Alignment of conserved residues between MPN372 and other ARTs. Residues necessary for NAD-binding and catalysis are shown in bold face. PTX, B. pertussis pertussis toxin; LTX, E. coli heat-labile enterotoxin; CTX, cholera toxin; EDIN, Staphylococcus aureus epidermal cell differentiation inhibitor; C3bot, Clostridium botulinum C3 toxin; VIP2, Bacillus cereus vegetative insecticidal protein.

Fig. 2.

Expression and purification of CARDS TX protein. (Upper) Distribution of UGA codon within mpn372. The eight TGA codons within the coding region of CARDS TX were modified into TGG codons (at nucleotide positions shown in the schematic diagram) to express in E. coli. (Lower) CARDS TX gene was cloned in pET19b vector and expressed in E. coli BL21(DE3). Recombinant His-10-tagged protein was purified by using nickel affinity column chromatography and eluted by imidazole. Proteins were resolved in 4–15% gradient SDS/PAGE gel. Lane 1, overexpressed rCARDS TX in E. coli BL21(λDE3); lane 2, purified rCARDS TX.

Fig. 3.

CARDS TX-mediated ADP ribosylation of mammalian cell proteins. (a) ADP ribosylation of CHO cell-free extracts by rCARDS TX. CFEs were prepared from confluent CHO cell monolayers and assayed for ADP ribosylation. CFEs were incubated with and without rCARDS TX. The reaction mixture was precipitated with trichloroacetic acid (TCA), and proteins were resolved by gradient SDS/PAGE and transferred to nitrocellulose membrane for autoradiography as shown. Lanes: 1, CFE alone; 2, CFE + rCARDS TX; 3, CFE + rCARDS TX − DTT; 4, CFE + rCARDS TX − ATP; 5, CFE + rCARDS TX − GTP. (b) ADP ribosylation of HEp-2 cell proteins by rCARDS TX or PTX. HEp-2 cell monolayers were incubated with medium alone or in the presence of rCARDS TX or PTX (holotoxin). Cells were washed and incubated with fresh medium, and CFEs were prepared and assayed for ADP ribosylation. The reaction mixture was precipitated with trichloroacetic acid (TCA), and proteins were resolved by SDS/PAGE and transferred to nitrocellulose membrane for autoradiography. Lanes: 1, cells in medium alone followed by preparation of CFE and addition of rCARDS TX; 2, cells pretreated with rCARDS TX followed by preparation of CFE and addition of rCARDS TX; 3, cells pretreated with PTX followed by preparation of CFE and addition of rCARDS TX; 4, cells in medium alone followed by preparation of CFE and addition of PTX.

Fig. 4.

Effect of rCARDS TX on CHO cell morphology.
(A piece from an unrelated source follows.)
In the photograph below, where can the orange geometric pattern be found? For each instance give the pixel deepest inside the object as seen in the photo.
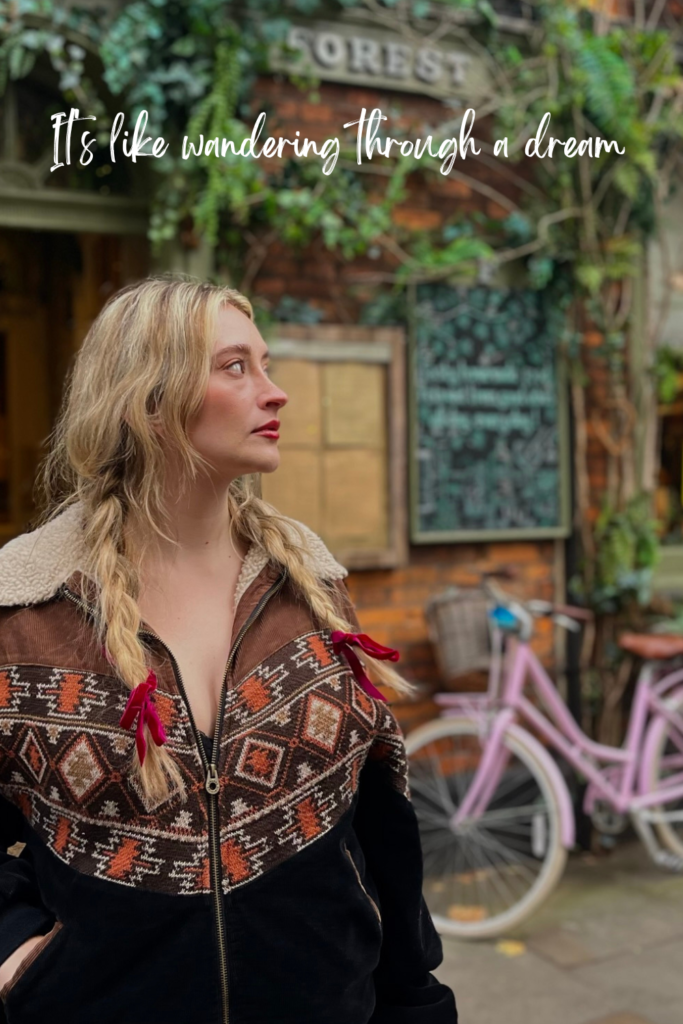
(297, 731)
Cells were grown to 60% monolayer confluence before addition of 10 μg of rCARDS TX for 16–40 h. Control CHO cells were treated with 10 μg of heat-inactivated rCARDS TX for 40 h. (Magnification: ×200.)

Fig. 5.

Effect of rCARDS TX on baboon tracheal epithelium. Baboon tracheal rings were incubated with 1.5, 5, or 10 μg of CARDS TX for 24–48 h in 5 ml of DMEM. Control baboon tracheal rings were treated with heat-inactivated CARDS TX for 48 h. (Magnification: ×200.)

Fig. 6.

ELISA-based screening of normal and M. pneumoniae-infected individuals for CARDS TX-reactive antibodies. Each well of ELISA plates was coated with rCARDS TX and reacted with patient sera, which were collected at the onset of disease (I) and 14 (II) and 28 (III) days later.